Cerebral Venous Sinus Thrombosis Pathophysiology

The pathophysiology of CVST depends on two interconnected events, local signs due to venous infarct, e.g., hemiparesis and global signs due to raised ICP from an obstructed venous system–papilloedema and isolated intracranial hypertension being one of them. Pathophysiology of CVST is diverse and makes it easier to understand the diversity of clinical presentations 1).

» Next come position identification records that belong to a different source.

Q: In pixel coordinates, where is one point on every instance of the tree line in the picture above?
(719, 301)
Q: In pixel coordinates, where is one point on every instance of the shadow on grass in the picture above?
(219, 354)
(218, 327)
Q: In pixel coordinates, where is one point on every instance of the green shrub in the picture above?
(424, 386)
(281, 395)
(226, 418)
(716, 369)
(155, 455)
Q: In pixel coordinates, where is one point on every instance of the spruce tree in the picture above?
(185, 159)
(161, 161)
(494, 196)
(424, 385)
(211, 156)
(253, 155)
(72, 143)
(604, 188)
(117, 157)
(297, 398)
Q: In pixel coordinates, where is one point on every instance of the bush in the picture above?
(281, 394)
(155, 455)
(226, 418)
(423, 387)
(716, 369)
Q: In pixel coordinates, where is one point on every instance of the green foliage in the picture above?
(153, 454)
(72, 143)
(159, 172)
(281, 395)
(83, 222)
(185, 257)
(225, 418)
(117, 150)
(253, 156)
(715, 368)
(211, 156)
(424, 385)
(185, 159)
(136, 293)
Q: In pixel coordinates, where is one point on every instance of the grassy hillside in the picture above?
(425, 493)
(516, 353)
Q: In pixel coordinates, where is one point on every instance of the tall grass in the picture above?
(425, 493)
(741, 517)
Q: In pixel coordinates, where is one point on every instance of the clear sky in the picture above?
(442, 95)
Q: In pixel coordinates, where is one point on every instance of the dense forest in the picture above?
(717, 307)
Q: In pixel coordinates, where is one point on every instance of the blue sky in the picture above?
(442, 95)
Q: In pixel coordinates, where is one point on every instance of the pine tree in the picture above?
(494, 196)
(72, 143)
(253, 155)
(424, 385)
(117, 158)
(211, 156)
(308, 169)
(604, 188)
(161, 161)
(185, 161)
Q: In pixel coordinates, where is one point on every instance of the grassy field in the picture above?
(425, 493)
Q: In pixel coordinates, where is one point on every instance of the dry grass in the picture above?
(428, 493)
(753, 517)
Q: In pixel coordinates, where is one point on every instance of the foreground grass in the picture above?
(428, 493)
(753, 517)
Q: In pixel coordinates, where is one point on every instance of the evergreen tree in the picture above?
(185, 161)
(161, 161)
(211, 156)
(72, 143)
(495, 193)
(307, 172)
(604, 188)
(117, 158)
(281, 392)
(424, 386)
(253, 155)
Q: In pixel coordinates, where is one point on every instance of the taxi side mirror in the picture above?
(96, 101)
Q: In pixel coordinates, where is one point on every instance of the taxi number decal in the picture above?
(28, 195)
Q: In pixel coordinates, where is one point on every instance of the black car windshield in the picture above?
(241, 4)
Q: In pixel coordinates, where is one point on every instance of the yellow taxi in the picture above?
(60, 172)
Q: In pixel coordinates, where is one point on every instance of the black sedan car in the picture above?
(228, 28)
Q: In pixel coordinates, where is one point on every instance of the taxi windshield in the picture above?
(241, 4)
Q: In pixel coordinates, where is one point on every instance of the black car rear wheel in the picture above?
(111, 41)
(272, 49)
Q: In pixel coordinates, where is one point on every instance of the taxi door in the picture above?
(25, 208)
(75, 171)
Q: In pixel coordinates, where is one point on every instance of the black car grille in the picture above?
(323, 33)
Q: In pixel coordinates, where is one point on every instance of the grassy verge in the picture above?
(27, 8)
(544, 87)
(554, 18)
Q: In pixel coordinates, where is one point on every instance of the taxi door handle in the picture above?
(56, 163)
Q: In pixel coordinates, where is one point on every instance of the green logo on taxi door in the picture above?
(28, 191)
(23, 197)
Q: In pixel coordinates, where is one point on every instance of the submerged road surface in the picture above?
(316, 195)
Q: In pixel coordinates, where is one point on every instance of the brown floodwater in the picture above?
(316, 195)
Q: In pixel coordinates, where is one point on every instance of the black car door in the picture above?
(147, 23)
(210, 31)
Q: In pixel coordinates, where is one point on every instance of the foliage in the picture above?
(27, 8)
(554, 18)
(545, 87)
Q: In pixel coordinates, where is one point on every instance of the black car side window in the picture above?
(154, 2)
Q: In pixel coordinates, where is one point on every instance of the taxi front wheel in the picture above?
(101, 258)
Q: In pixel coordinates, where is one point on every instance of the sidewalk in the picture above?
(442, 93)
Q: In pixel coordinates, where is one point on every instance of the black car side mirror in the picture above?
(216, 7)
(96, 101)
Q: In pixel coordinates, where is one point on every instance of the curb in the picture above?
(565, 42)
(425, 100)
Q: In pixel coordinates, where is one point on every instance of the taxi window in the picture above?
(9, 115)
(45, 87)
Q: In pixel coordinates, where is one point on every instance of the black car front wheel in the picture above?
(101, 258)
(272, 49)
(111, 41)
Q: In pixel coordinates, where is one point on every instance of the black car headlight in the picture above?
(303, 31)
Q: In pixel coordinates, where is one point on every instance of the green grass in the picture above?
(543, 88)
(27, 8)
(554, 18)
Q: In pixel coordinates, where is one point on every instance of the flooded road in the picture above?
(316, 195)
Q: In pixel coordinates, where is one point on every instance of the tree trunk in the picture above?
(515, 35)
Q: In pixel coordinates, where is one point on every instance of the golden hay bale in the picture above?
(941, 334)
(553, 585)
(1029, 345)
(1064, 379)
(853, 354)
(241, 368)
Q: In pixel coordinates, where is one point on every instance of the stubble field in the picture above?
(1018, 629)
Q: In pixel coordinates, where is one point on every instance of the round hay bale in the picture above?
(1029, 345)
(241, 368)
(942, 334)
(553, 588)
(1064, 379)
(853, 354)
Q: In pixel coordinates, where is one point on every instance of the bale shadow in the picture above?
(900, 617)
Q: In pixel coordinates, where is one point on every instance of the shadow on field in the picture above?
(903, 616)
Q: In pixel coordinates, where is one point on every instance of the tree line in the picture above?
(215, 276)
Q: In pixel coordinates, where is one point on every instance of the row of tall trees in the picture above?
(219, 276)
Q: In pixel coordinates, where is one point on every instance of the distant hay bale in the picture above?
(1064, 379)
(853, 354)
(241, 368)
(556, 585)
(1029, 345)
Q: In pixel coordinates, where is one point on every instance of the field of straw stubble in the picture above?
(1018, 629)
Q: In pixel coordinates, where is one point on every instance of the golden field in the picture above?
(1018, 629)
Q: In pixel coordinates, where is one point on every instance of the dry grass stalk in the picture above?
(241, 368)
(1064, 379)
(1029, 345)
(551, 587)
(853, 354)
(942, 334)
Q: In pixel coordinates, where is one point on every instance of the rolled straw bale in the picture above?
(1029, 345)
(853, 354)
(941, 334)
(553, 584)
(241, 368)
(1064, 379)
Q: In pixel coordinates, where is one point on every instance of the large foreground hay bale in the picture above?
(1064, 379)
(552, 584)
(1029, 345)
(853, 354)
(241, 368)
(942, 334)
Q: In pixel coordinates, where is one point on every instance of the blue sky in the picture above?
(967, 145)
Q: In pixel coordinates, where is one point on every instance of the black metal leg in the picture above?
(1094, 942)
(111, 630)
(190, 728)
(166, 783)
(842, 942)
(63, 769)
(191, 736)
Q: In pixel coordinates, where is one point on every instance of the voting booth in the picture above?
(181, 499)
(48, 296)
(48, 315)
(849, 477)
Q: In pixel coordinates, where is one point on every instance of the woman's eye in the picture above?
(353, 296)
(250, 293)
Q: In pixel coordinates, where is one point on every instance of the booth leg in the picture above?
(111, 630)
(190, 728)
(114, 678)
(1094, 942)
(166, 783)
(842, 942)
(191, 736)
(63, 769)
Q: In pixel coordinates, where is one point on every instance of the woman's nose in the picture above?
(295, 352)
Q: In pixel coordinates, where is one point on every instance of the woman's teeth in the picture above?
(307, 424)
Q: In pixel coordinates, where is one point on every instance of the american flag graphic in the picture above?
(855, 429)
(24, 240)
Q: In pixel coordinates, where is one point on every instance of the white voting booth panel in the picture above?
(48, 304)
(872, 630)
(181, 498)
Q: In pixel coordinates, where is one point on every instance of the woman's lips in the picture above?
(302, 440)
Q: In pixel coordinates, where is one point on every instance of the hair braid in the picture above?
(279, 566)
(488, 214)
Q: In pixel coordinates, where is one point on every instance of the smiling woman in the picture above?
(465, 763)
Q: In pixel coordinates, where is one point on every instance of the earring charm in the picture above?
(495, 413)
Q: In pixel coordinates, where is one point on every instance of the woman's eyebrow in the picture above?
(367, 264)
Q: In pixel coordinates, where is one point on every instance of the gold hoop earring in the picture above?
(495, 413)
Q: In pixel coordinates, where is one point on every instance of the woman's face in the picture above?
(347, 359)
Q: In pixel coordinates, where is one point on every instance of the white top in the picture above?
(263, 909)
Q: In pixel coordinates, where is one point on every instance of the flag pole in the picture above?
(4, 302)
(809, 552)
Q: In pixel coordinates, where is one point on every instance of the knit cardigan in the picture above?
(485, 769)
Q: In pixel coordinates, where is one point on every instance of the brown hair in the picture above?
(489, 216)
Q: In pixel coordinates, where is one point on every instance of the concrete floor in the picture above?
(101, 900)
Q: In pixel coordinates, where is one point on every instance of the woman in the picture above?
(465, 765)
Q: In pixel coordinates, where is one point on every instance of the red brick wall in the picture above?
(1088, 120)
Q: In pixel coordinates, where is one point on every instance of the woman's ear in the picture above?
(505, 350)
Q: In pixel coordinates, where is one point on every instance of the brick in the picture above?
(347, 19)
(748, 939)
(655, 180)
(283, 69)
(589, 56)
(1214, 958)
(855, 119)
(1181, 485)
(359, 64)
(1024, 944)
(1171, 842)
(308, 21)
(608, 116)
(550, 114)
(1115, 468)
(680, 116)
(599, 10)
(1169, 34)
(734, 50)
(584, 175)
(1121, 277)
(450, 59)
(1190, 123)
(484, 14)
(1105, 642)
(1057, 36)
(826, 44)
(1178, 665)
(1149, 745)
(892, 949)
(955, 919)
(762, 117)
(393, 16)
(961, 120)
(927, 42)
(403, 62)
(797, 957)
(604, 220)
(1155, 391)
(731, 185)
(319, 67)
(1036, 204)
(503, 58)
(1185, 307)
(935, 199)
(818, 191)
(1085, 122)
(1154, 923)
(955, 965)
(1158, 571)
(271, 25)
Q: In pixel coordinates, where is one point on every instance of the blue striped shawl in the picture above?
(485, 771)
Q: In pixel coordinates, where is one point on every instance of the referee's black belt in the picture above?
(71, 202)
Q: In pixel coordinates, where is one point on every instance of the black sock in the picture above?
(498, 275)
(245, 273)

Dural venous sinuses are connected by channels to large cortical veins and together make up the venous system that allows blood to drain from the cranium. Thrombus formation within a venous sinus can create a partial or complete blockage and localized congestion within the venous system and the brain; both are secondary to decreased venous outflow

Exacerbation of venous congestion causes increased intracranial pressure, massive ischemia, and infarction of cerebral tissue. Hemorrhagic conversion can occur in larger infarctions.


Rashad et al., from Sendai, Japan showed the intense activation of immune cells, particularly the microglia, along with the increase in macrophage activity and NLRP3 inflammasome activation that is indicated by NLRP3, Interleukin 1 beta (IL-1β), and Interleukin 18 gene and caspase 1 upregulation and cleavage as well as pyroptosis.

Leukocytes were observed in the brain parenchyma, indicating a role in cerebral venous thrombosis (CVT)-induced inflammation. In addition, astrocytes were activated, and they induced glial scar leading to parenchymal contraction during the subacute stage and tissue loss. MMP9 was responsible primarily for the BBB breakdown after CVT and it is mainly produced by pericytes. MMP9 activation was observed before inflammatory changes, indicating that BBB breakdown is the initial driver of the pathology of CVT. These results show an inflammation driven pathophysiology of CVT that follows MMP9-mediated BBB breakdown, and identified several targets that can be targeted by pharmaceutical agents to improve the neuroinflammation that follows CVT, such as MMP9, NLRP3, and IL-1β. Some of these pharmaceutical agents are already in clinical practice or under clinical trials indicating a good potential for translating this work into patient care 2).


1)
Itrat A, Shoukat S, Kamal AK. Pathophysiology of cerebral venous thrombosis–an overview. J Pak Med Assoc. 2006 Nov;56(11):506-8. Review. PubMed PMID: 17183977.
2)
Rashad S, Niizuma K, Sato-Maeda M, Fujimura M, Mansour A, Endo H, Ikawa S, Tominaga T. Early BBB breakdown and subacute inflammasome activation and pyroptosis as a result of cerebral venous thrombosis. Brain Res. 2018 Jul 4. pii: S0006-8993(18)30362-7. doi: 10.1016/j.brainres.2018.06.029. [Epub ahead of print] PubMed PMID: 29981290.